In 2012, construction of the 1,000 sq. ft. WAVE began. Built at a cost of $7 million, the WAVE is the world's largest immersive virtual reality training theater. The WAVE is the first integrated training facility to integrate all major medical simulation modalities on this scale. It can do this in a controlled physical environment that can be changed as necessary to meet training requirements. The WAVE is capable of providing training to more than 200 participants a day. It is also capable of running continuous (24hr) training scenarios for up to four days. It can support the training for large scale mass casualty events.

In this workshop, we share the history, purpose, design, implementation, and operation of the WAVElet and WAVE. We will describe some of the challenges in generating 3D virtual environments on a massive scale. 3D modeling issues will be described. In particular, the challenges of developing 3D environments, animations, and lighting will be highlighted. Issues related to the integration of physical elements, such as air cannons, sound, smoke and scent generators will be presented.

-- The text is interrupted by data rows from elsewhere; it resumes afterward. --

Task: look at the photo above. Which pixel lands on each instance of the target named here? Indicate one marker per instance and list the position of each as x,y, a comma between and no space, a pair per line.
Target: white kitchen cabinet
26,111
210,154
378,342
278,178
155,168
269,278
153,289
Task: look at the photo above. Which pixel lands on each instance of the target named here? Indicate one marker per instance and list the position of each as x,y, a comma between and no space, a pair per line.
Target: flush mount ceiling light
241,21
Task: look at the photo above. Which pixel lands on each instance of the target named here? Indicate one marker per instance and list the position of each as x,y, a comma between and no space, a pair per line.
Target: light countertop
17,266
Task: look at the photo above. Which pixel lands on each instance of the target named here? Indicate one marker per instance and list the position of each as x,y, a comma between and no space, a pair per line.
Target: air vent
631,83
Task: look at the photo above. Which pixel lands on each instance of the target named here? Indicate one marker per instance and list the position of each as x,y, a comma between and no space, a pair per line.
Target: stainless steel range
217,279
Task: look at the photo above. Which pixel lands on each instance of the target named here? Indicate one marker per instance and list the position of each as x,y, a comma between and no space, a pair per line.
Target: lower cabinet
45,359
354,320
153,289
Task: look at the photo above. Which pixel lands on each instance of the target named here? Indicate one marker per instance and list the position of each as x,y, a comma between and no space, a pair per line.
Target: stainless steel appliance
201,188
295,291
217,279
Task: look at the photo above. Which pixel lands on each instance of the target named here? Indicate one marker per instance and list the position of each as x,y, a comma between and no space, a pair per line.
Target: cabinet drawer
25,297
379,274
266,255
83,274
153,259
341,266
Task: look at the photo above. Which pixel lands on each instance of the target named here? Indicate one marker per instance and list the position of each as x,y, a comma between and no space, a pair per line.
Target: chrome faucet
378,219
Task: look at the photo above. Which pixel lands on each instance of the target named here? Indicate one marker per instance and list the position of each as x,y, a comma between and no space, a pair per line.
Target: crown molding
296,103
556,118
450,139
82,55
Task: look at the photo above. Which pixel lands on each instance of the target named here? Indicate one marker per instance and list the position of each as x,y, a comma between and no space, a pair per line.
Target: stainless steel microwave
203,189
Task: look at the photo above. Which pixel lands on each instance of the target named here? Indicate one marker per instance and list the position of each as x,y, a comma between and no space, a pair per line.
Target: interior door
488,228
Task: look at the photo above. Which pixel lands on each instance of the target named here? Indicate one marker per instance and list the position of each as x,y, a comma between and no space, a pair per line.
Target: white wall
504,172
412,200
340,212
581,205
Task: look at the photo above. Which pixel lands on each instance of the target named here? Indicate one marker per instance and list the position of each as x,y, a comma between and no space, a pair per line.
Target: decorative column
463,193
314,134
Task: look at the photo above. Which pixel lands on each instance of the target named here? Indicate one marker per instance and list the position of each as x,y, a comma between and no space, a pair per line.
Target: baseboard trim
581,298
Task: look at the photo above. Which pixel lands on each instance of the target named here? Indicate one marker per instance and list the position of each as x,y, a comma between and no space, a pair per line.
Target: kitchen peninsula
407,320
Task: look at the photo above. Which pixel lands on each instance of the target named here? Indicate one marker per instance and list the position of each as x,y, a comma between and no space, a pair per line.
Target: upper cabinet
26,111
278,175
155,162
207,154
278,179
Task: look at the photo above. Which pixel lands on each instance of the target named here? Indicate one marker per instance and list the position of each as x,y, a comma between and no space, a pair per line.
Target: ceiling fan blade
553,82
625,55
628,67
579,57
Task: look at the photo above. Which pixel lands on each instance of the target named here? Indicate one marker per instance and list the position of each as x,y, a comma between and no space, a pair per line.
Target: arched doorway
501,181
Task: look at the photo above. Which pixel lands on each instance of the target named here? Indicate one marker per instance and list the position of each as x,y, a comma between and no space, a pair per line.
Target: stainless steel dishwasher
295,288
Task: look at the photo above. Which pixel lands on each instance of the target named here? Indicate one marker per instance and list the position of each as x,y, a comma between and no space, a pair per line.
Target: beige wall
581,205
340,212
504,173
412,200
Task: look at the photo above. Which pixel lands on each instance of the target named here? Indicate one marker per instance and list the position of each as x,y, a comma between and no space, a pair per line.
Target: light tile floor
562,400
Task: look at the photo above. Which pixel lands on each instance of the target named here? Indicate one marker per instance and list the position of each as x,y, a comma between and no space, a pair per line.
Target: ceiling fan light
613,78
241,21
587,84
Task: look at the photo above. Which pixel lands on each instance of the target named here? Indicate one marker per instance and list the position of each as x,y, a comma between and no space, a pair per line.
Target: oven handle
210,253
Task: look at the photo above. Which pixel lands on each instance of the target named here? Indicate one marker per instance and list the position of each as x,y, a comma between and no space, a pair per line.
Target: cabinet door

We will also share our experience in using this technology for medical instruction. We will discuss the nature and type of curriculum suited for WAVE training. We will share the feedback received after this training, and factors differentiating such training from conventional training environments. We will also describe our research on the efficacy of using immersive virtual environments for medical training. The implications of our early results will be discussed.

This workshop will conclude with an open forum. We will address questions from workshop participants related to the use of this technology.